LabourNet: What do you mean by a ‘just settlement’?

Terry: It means jobs on good pay and conditions back in the dock industry, and for those dock workers in their middle to late 50s who wish to leave the industry, a good severance payment backed up by their full pension entitlement.

In order to achieve full pension entitlements, reinstatement is a key issue. On advice from the Pension Trustees and the legal experts who advise the Pension Fund, reinstatement instead of redeployment would be one way of achieving the two years of lost contributions and consequent loss of benefits.

LabourNet: The latest leaflet from the Port Shop Stewards says "we have no alternative but to step up our action. Locally we are calling on all trade unionists to boycott the Port of Liverpool. Do not allow goods manufactured in your workplaces to travel through the port. We call on you to look at ways of joining in our fight—by taking industrial action in every shape and form."

Given the move by the T&G to wash its hands of the dispute, how would you argue the case for such industrial action?

Terry: Clearly up to now the support from the T&G has done little to promote the solidarity actions that we have received from supporters both nationally and internationally. If the truth be told, the T&G leadership have never been in favour of our policy of trying to undermine the financial base of the Mersey Docks and Harbour Company whether via mass picketting, or international boycotts. That support has had to be won by direct visits to workplaces, delegation meetings, and travelling the world to meet with trade unionists and fellow dockworkers.

We have the determination to maintain this campaign, and we also believe the support will continue. But it has to be stepped up if it is to succeed.

We ask workers to judge our dispute on its merits, and the bottom line is simple: unless there is a campaign amongst other industrial workers for industrial action, the likelihood is that our dispute will go the way of many others and end in defeat. Such a defeat is not inevitable.

Trade unionists need to look beyond the Liverpool dispute to understand this situation. At the height of the trade union movement during my working life—the late 1960's and early '70's—workers rights, pay and conditions were improved by workers directly involving themselves in solidarity actions. Since 1984 no major industrial battle has been won, all such struggles have gone down. Every time a large group of industrial workers has suffered defeat, there has been a knock-on effect for workers rights throughout the country.

One of the conditions created by the Thatcherite employment legislation is a climate of fear, at least within the UK. No matter what the situation, workers feel a tremendous fear of losing their job.

The anti-trade union legislation went hand in glove with the policies of privatisation, breaking down the nationalised industries. The motive was not simply reorganising management structures, it was also to attack the strength and solidarity of the workforce.

In opposition, Tony Blair once described the present industrial legislation as "the most oppressive in the Western world", and promised that a Labour Government would restore a level playing field for workers and employers alike.
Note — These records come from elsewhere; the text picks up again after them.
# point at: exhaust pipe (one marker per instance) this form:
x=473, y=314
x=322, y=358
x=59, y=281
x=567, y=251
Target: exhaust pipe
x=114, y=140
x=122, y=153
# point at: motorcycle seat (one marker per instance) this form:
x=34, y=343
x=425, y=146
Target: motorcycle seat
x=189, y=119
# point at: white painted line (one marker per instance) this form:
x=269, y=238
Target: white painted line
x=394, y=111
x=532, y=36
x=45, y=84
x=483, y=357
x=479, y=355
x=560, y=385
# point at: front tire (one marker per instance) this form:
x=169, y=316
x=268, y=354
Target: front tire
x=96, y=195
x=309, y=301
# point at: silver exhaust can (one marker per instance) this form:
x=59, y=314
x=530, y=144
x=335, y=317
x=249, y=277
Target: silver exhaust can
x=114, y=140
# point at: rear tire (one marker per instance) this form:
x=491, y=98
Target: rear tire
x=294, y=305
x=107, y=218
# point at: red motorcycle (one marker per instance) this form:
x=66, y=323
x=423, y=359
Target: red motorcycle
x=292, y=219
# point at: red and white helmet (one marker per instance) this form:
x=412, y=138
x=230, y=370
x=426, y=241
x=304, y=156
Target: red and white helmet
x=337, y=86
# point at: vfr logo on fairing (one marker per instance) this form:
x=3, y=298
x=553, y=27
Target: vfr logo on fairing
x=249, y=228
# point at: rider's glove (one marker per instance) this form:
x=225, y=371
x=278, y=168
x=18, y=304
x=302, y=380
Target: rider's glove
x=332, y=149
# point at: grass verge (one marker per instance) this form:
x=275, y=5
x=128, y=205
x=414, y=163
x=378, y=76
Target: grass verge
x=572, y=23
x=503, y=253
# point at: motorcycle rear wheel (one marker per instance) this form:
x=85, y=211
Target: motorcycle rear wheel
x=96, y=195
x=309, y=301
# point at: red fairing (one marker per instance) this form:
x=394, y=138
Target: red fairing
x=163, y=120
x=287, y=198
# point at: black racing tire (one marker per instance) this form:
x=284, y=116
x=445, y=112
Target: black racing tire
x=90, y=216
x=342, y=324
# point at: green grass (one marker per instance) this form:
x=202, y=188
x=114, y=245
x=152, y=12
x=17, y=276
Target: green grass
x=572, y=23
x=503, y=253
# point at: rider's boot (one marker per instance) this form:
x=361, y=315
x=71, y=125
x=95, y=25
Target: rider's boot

This is a joke.

Sooner or later, if the trade union movement is not to die out, a lead must be given to show that workers in this country can still achieve better pay and conditions, and can still have a say within their industry by directly challenging their employers.

Taking action in support of our dispute would also challenge the legislation and without such challenges I do not believe the laws will actually be repealed.

If we can make a breakthrough and win a victory, not only against the employer but against the system which is so heavily loaded against trade unionists, this will benefit everyone who wants to stand up for themselves.